Job processing...for the future!
Clone or download
obrie Merge pull request #48 from Tapjoy/fix/filesystem_publisher_locks
Fix filesystem publisher potentially leaving files locked until the Ruby process exits
Latest commit f3d978c Sep 14, 2017

README.md

Chore: Job processing... for the future!

Build Status

About

Chore is a pluggable, multi-backend job processor. It was built from the ground up to be extremely flexible.

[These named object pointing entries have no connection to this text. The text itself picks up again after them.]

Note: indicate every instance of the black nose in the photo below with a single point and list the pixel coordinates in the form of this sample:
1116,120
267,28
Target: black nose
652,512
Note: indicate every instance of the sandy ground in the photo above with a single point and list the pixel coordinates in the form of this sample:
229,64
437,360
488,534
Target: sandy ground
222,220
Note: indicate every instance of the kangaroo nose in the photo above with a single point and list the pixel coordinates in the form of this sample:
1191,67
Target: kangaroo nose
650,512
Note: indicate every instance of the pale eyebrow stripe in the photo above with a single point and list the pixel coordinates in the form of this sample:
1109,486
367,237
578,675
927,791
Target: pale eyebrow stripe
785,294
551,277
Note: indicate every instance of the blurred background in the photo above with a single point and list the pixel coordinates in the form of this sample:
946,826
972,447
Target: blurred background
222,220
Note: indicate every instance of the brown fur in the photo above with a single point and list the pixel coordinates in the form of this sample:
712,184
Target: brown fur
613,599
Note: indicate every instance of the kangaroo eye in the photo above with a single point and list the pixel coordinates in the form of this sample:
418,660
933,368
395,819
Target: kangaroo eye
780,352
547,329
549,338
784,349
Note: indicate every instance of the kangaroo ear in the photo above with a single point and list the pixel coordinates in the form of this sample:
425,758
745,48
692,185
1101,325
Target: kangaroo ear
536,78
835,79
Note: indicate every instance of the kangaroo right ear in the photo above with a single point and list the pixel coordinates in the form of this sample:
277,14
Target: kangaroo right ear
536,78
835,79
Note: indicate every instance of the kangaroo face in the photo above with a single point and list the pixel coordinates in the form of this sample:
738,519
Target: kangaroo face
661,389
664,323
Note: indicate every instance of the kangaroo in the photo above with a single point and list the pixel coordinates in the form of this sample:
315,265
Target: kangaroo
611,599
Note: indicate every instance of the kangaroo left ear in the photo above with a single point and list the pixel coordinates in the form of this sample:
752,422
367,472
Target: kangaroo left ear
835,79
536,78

We hope that you will find integrating and using Chore to be as pleasant as we do.

The full docs for Chore can always be found at http://tapjoy.github.io/chore.

Configuration

Chore can be integrated with any Ruby-based project by following these instructions:

gem 'chore-core', '~> 1.6.0'

If you also plan on using SQS, you must also bring in dalli to use for memcached:

gem 'dalli'

Create a Chorefile file in the root of your project directory. While you can configure Chore itself from this file, it's primarly used to direct the Chore binary toward the root of your application, so that it can locate all of the depdendencies and required code.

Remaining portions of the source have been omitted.